Muchos suponen que quienes llegan al cargo ya son ricos, se enriquecen en él o se harán ricos tras dejarlo. No ha sido así, y menos debe serlo. Repasemos la lista de sus ocupantes en las últimas décadas y veremos que muy pocos disponían de un sólido patrimonio al asumir el mando, y quizá menos lo utilizaron para enriquecerse durante o después de ejercerlo. Más bien, la presidencia ha implicado una ruptura de carrera profesional, de nexos laborales y atención a actividades empresariales. Y reinsertarse en las dinámicas remunerativas al salir de Zapote, lejos de ser fácil, se complica, sobre todo si no hablamos de profesionales liberales o empresarios.
En tales circunstancias, la pensión, cuyo ingreso neto actual es de ¢2,6 millones, no solo es un reconocimiento justo al ejercicio de la posición institucional más importante del país, sino también un instrumento para aplanar la cancha y que compitan en ella personas honestas y sin grandes recursos.

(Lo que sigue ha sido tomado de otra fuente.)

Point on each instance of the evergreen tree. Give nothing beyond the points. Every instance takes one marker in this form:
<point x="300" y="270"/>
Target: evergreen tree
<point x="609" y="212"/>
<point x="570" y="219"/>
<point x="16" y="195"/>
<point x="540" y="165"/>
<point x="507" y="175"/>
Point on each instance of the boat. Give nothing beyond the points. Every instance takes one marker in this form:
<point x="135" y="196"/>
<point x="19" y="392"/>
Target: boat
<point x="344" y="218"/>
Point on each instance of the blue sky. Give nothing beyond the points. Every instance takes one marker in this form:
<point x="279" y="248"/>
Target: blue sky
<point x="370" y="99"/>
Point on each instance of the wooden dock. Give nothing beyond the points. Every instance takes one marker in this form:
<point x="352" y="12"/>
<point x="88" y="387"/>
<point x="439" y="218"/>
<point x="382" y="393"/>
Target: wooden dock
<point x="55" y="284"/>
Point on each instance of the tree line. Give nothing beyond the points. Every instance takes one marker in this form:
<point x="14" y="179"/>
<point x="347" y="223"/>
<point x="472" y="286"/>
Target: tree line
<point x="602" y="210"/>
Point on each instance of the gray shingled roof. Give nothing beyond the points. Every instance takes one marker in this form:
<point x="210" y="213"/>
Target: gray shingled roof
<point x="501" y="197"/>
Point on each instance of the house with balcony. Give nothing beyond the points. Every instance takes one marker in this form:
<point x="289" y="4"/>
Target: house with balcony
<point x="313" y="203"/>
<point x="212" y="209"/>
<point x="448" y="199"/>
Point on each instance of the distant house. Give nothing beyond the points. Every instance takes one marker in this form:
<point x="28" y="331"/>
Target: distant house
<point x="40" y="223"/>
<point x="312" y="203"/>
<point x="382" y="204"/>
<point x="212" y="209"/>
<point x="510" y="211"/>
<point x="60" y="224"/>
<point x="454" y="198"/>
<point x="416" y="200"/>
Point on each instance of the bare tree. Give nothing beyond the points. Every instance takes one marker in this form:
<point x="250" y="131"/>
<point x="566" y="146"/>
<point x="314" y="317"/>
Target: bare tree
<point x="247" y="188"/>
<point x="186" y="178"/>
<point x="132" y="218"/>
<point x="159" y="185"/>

Quitemos la pensión, y correremos mayor riesgo de que solo entren o los muy ricos, que no la necesitarán; o los muy corruptos, que se harán ricos; o los timoratos, que evitarán confrontar intereses de los que podrían depender tras volver a la llanura. Si a esto añadimos la modesta remuneración presidencial, la falta de residencia oficial y el creciente riesgo de acusaciones penales frívolas que enfrentar sin apoyo estatal, el cerco se cierra aún más. No sé si los impulsores de la ley habrán pensado en esto. Si no, deberían hacerlo, pero si, a sabiendas, insisten, de buenas intenciones pasarán solo a demagogia.